Decision matrix: Cognizant vs EPAM Systems
| Your situation | Recommended choice |
|---|---|
| You need full-ownership delivery on a defined project scope | Both offer fixed-price models |
| You need a large dedicated team for an ongoing programme | Cognizant |
| Your budget is at the lower end | Compare: Cognizant (Not disclosed) vs EPAM Systems (Not disclosed) |
| You need specialist depth in a specific vertical | Cognizant |
| You need staff augmentation or team extension | Neither; consider alternatives that offer staff aug |
| You need consulting before committing to a build | Cognizant |
Use case fit: Cognizant vs EPAM Systems
| Use case | Cognizant fit | EPAM Systems fit | Winner |
|---|---|---|---|
| Running an AI transformation program alongside a broader IT outsourcing relationship. | Strong | Strong | Both equally |
| Needing a globally scaled vendor for a multi-region enterprise AI rollout. | Strong | Strong | Both equally |
| Running an AI strategy engagement that needs to transition directly into technical build with the same team. | Strong | Strong | Both equally |
| Needing a publicly-traded vendor for audit or procurement compliance reasons. | Strong | Strong | Both equally |
| Fixed-price project | Limited | Limited | Both equally |
| Dedicated team model | Limited | Limited | Both equally |
Verdict: Cognizant vs EPAM Systems
Cognizant (4.2/5) is the stronger overall choice for most AI Consulting projects. 349,800-person global IT services firm repositioning explicitly around AI delivery.
EPAM Systems (4.1/5) is worth a look if you need needing a publicly-traded vendor for audit or procurement compliance reasons. If your situation matches that, EPAM Systems is a competitive option.
Related comparisons
Cognizant vs EPAM Systems FAQ
Is Cognizant better than EPAM Systems?
Cognizant (4.2/5) scores higher overall, but "better" depends on your use case. Cognizant's strongest advantage: 349,800-person scale supports the largest concurrent enterprise AI programs globally. EPAM Systems's strongest advantage: public-company financial disclosure that no private consultancy on this list can match.

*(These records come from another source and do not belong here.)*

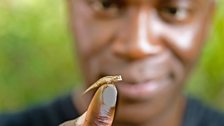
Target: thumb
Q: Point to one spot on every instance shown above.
(102, 107)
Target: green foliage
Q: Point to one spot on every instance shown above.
(37, 61)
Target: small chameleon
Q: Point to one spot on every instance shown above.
(103, 81)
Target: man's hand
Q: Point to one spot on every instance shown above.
(101, 109)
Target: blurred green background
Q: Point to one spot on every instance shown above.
(37, 61)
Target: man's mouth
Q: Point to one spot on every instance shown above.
(142, 91)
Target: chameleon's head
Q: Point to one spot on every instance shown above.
(117, 78)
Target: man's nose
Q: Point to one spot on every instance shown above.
(136, 40)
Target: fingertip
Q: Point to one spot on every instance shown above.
(109, 95)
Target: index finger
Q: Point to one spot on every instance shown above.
(102, 107)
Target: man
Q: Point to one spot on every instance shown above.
(153, 44)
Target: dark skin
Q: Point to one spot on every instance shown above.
(153, 44)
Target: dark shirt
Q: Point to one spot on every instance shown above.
(62, 110)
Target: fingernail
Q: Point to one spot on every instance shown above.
(110, 95)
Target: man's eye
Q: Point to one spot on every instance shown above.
(175, 14)
(105, 7)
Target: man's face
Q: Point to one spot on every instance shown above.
(153, 44)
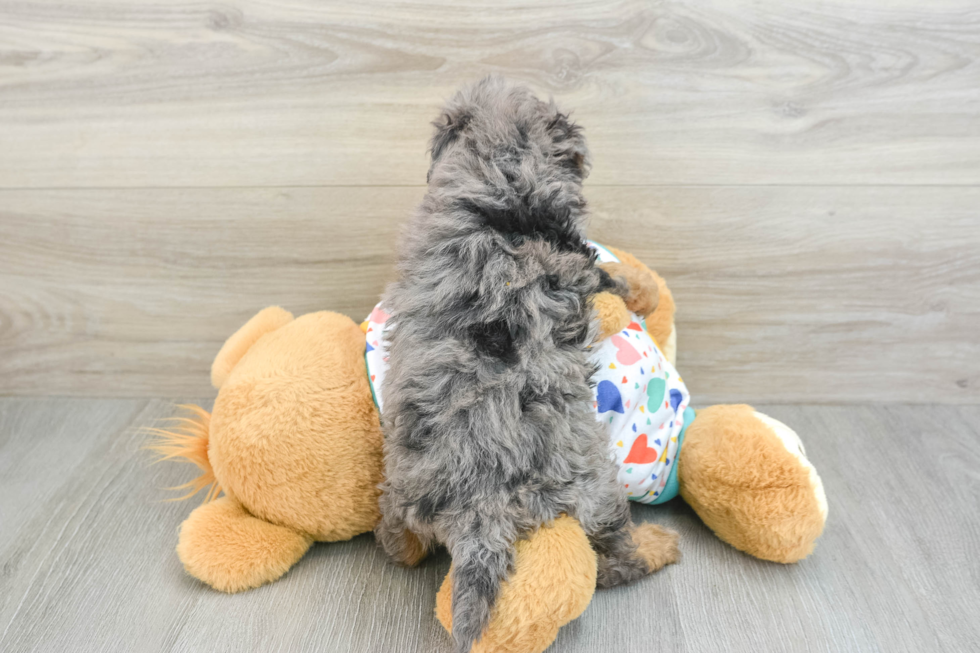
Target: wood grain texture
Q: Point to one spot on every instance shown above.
(87, 561)
(109, 93)
(841, 294)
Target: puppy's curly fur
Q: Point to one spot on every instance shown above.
(488, 419)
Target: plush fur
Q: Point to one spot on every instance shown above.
(293, 441)
(557, 562)
(748, 486)
(660, 320)
(488, 421)
(234, 551)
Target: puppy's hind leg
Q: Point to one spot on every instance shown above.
(626, 552)
(401, 544)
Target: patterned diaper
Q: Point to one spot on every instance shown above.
(638, 396)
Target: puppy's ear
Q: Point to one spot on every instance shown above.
(448, 128)
(570, 148)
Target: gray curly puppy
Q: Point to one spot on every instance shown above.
(489, 426)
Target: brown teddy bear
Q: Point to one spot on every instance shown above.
(294, 443)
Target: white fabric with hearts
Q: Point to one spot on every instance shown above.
(638, 396)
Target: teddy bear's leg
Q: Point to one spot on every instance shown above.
(660, 323)
(224, 546)
(552, 583)
(747, 477)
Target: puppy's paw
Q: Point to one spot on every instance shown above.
(656, 545)
(643, 293)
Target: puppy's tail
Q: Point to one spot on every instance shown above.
(482, 557)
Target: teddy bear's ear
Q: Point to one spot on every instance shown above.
(265, 321)
(569, 142)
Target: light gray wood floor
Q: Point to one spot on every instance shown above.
(87, 560)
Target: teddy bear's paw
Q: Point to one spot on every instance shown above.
(657, 545)
(643, 293)
(794, 445)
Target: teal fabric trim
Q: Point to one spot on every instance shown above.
(672, 488)
(604, 249)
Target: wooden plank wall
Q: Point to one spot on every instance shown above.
(805, 175)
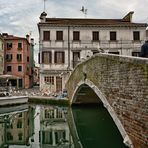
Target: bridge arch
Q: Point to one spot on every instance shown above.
(123, 81)
(98, 97)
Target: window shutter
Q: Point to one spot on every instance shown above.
(55, 57)
(39, 58)
(42, 57)
(63, 57)
(50, 57)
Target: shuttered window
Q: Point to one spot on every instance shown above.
(112, 36)
(46, 57)
(95, 35)
(46, 35)
(59, 35)
(136, 35)
(59, 57)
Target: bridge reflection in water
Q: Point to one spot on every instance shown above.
(38, 126)
(95, 128)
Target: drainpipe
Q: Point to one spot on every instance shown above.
(68, 68)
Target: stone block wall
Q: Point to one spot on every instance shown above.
(124, 83)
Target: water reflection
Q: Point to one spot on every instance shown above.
(34, 127)
(37, 126)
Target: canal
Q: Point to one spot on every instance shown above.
(45, 126)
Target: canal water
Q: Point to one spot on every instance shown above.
(45, 126)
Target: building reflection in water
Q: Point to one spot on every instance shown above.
(54, 128)
(34, 127)
(15, 126)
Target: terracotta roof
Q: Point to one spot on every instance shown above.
(11, 37)
(100, 22)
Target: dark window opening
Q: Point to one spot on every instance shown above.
(59, 35)
(136, 35)
(59, 57)
(95, 35)
(46, 35)
(76, 36)
(112, 36)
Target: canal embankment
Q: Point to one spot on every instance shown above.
(32, 95)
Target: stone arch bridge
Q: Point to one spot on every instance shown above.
(121, 85)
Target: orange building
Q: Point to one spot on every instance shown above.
(17, 53)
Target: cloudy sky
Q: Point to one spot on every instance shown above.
(20, 17)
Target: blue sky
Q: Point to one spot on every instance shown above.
(20, 17)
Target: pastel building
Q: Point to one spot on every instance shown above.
(18, 60)
(64, 42)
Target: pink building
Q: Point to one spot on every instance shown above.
(17, 61)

How do Cognizant and EPAM Systems differ in pricing?
Cognizant uses retainer, enterprise contracting pricing. EPAM Systems uses retainer or dedicated team, enterprise contracting pricing. Neither firm publishes a full rate card; a discovery call is required for project-specific quotes.
Which is better for enterprise: Cognizant or EPAM Systems?
Cognizant is the larger team and typically the better enterprise-scale choice. For very large programmes, verify team size and compliance coverage directly with each company before shortlisting.
What are the main differences between Cognizant and EPAM Systems?
Cognizant's primary differentiator is: 349,800-person global IT services firm repositioning explicitly around AI delivery. EPAM Systems's primary differentiator is: engineering-heavy consulting model, pairing strategy advisors with the technical build team. They also differ in team size (349,800 vs 62,000+), minimum engagement (Not disclosed vs Not disclosed), and primary industries served (Financial services, Healthcare vs Financial services, Healthcare).
Verify all details directly with each company before making a decision.